A colder wind moved through the pines, lifting strands of silver hair across Lyra's face. Cassian's entire body reacted instinctively. He wanted to step closer, tuck the hair behind her ear, warm her freezing hands between his palms.

Instead, he remained exactly where he was.

She noticed.

He could tell by the way her gaze flicked briefly toward his boots, toward the border line he still refused to cross.

"You're not sleeping," he said carefully.

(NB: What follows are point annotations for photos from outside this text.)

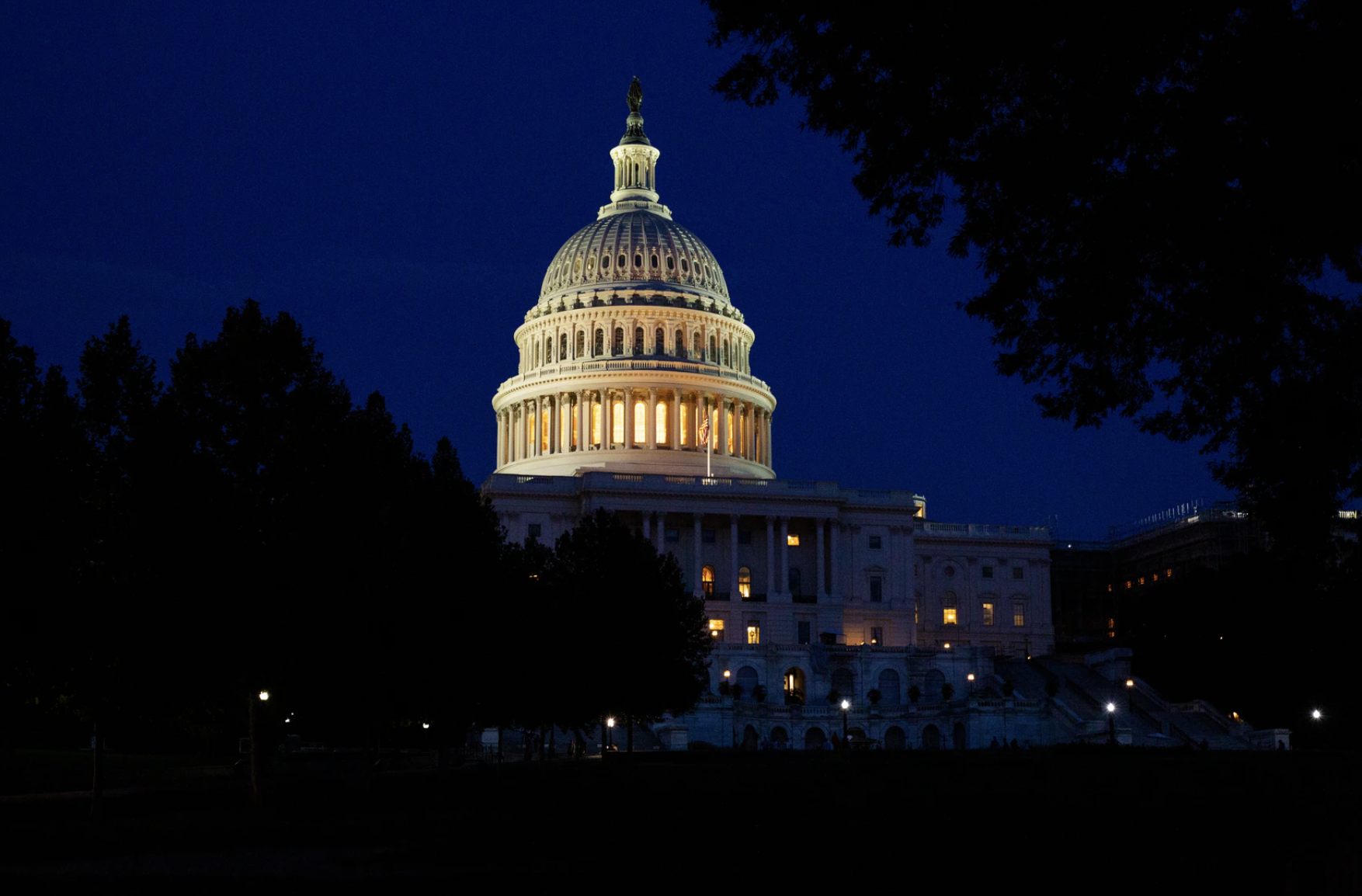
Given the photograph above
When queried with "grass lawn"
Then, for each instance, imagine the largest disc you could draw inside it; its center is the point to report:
(1042, 816)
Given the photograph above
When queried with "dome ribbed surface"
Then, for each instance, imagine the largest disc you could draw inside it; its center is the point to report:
(658, 254)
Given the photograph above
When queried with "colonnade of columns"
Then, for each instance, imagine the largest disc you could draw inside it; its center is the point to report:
(585, 420)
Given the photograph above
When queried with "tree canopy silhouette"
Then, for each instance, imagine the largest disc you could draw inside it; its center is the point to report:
(1163, 202)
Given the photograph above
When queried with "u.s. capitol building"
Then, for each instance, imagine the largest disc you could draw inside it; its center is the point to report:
(809, 586)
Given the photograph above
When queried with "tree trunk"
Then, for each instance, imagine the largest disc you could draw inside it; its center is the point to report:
(255, 751)
(96, 785)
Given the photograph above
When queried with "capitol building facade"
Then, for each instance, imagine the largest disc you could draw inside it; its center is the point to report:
(631, 354)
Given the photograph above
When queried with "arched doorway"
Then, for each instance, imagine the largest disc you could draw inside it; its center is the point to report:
(890, 688)
(748, 679)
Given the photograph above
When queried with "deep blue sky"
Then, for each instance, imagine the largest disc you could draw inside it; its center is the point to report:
(398, 176)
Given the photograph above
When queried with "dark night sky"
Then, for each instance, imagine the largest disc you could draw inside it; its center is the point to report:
(399, 176)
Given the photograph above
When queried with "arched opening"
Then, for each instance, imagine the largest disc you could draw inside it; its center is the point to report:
(888, 686)
(748, 679)
(843, 682)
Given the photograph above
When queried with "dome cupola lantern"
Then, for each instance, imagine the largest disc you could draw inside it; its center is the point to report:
(632, 346)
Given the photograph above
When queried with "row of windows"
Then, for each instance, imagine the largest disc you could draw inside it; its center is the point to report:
(950, 612)
(729, 353)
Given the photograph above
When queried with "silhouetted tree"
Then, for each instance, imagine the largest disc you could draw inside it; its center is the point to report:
(1152, 198)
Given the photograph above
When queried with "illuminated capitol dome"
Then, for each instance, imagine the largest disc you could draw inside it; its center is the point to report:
(632, 342)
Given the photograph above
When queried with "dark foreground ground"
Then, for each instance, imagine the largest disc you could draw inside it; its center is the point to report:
(1064, 820)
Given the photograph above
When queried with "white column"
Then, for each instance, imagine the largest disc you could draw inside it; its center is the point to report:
(722, 443)
(699, 587)
(650, 422)
(675, 415)
(785, 554)
(773, 585)
(733, 557)
(832, 556)
(820, 589)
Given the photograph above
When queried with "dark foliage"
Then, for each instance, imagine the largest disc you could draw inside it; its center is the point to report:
(1163, 202)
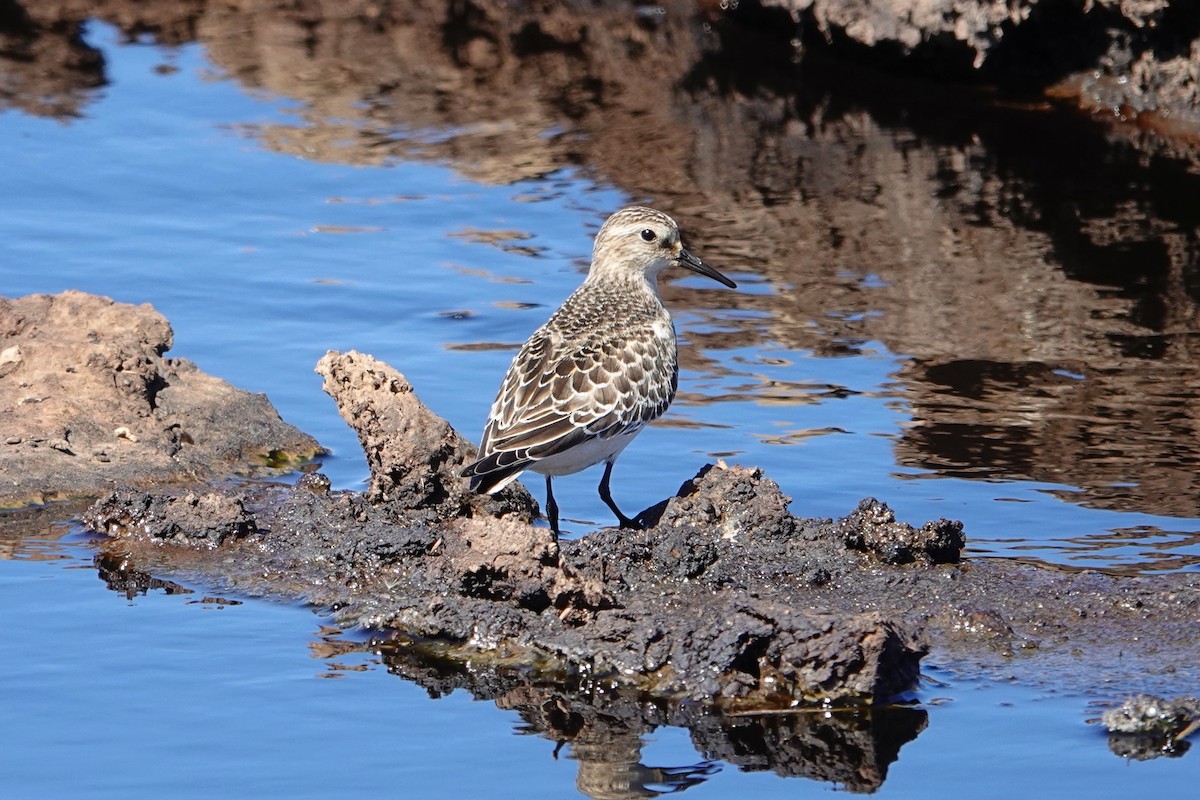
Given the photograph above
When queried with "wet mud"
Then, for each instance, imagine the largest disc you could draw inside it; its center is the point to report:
(727, 600)
(907, 199)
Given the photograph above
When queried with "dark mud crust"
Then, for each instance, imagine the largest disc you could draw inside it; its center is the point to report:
(729, 600)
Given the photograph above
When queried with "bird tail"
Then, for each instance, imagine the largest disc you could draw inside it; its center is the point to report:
(493, 473)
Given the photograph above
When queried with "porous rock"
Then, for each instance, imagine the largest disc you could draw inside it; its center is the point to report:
(88, 401)
(414, 455)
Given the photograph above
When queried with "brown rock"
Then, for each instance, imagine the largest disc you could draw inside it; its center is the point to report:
(413, 453)
(88, 401)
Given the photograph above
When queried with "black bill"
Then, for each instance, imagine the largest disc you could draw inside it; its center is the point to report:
(690, 262)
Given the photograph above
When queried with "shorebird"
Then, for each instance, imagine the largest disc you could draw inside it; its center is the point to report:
(603, 367)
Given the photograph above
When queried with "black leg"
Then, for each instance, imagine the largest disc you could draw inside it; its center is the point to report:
(551, 507)
(606, 495)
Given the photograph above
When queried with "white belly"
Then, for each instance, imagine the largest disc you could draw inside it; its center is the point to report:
(582, 456)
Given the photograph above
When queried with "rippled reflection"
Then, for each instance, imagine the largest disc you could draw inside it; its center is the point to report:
(1036, 277)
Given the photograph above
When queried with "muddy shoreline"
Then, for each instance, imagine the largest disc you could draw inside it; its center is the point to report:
(729, 617)
(729, 600)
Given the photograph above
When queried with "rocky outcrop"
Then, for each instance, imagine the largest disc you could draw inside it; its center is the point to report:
(89, 401)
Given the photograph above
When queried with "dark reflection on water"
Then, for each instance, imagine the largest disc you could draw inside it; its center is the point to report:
(604, 728)
(1037, 270)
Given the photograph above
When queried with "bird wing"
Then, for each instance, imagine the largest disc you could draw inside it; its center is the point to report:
(558, 395)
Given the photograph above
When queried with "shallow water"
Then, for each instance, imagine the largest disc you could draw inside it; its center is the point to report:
(165, 191)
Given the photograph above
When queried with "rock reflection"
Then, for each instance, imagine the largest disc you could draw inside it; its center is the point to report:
(1039, 274)
(604, 728)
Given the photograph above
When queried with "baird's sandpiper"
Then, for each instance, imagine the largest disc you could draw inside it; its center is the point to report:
(601, 368)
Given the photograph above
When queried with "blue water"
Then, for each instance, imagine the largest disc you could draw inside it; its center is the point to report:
(262, 262)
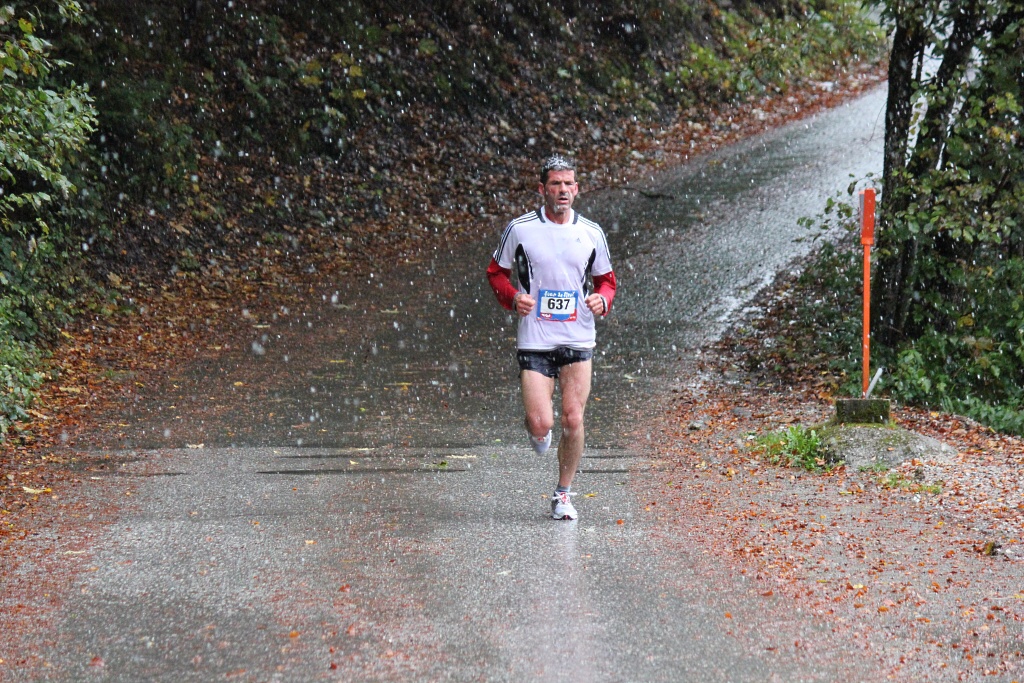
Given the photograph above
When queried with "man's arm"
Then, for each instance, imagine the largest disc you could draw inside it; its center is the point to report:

Lyra looked at him for a moment before answering. "Neither are you."

Fair enough.

Cassian exhaled softly through his nose. "Do the gardens help?"

"A little."

"And the sea?"

"Sometimes."

He stored every answer away instinctively now, not because he believed he could fix her pain immediately, but because he finally understood that loving someone meant learning the shape of their suffering instead of demanding they hide it for your comfort.

Lyra studied him in silence.

Then her gaze moved toward the border stone nearby.

"The ginger sweets were from you."

Cassian nodded.

"They helped."

Only two words.

Still, they nearly undid him.

For years he had searched for grand gestures powerful enough to repair what he broke. Meanwhile, Lyra stood beneath the dawn admitting that something as simple as remembered comfort mattered more than dominance ever had.

"I can bring more," he said automatically.

Her expression cooled at once.

Cassian corrected himself immediately. "Only if you want me to."

The tension eased slightly from her shoulders after that.

"Maybe," she said.

Hope moved through him so suddenly it almost frightened him.

Lyra turned to leave.

Then paused.

"Don't use your Alpha voice around me anymore."

The request hit harder than accusation would have.

Cassian's chest tightened painfully because she hadn't said it with anger.

She said it like someone discussing a wound that still hadn't healed correctly.

"I know you don't always mean to," Lyra continued quietly. "But sometimes it still feels hard to breathe."

Cassian lowered his head.

Shame burned hot beneath his skin.

"I won't do it again."

She watched him for another long moment, as though deciding whether she believed him.

Then she disappeared slowly back through the mist toward the southern estate, leaving Cassian standing alone beside the border while dawn light spilled gradually across the trees.

For years he had believed devotion meant protection through possession.

Now, watching the path where Lyra vanished, he began understanding something far more difficult.

Love was not supposed to feel like surviving someone's gravity.